Medan, IDN Times - Ketua Perhimpunan Hotel dan Restoran Indonesia PHRI Sumatera Utara Denny S Wardhana menyebutkan bahwa, telah banyak pembatalan orderan untuk hotel di Sumatera Utara. Hal ini disebabkan, dampak ataupun efek domino pemangkasan perjalanan dinas bagi wisata Meetings, Incentives, Conferences and Exhibitions (MICE) dan perekonomian warga.
“Sudah, banyak pembatalan.
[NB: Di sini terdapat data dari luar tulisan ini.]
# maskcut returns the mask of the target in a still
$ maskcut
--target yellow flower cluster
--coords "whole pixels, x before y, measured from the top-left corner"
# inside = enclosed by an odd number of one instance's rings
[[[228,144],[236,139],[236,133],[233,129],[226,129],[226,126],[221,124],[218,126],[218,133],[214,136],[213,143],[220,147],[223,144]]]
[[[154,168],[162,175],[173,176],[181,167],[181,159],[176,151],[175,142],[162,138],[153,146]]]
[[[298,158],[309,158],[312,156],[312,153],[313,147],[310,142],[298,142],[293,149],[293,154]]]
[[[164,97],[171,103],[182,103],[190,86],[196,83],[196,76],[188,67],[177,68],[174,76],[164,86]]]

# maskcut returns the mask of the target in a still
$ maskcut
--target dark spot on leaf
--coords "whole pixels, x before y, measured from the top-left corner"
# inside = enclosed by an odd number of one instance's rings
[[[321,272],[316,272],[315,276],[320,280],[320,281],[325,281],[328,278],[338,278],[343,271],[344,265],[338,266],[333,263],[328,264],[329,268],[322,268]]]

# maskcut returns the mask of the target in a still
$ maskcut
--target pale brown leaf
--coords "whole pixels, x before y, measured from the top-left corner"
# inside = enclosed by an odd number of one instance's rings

Itu semenjak Surat Edaran (SE) dikeluarkan itu udah ada pembatalan jadinya. Terus sebenarnya yang bukan cuma hotel yang sebenarnya yang berdampak. Di hotel itu banyak kompenten-komponennya seperti pembelanjaan didapur semuanya juga ikut berdampak. Jadi, mungkin dari UMKM-nya juga terkait pembelian sayur, ayam, daging dan suplier untuk pembelian sabun dan lain sebagainya itu kan masih berdampak dengan adanya pengurangan ini berartikan pemesanan dan pembelian juga tidak banyak, jadi bukan cuma hotelnya saja yang berdampak dan turunannya juga berdampak," jelasnya pada IDN Times.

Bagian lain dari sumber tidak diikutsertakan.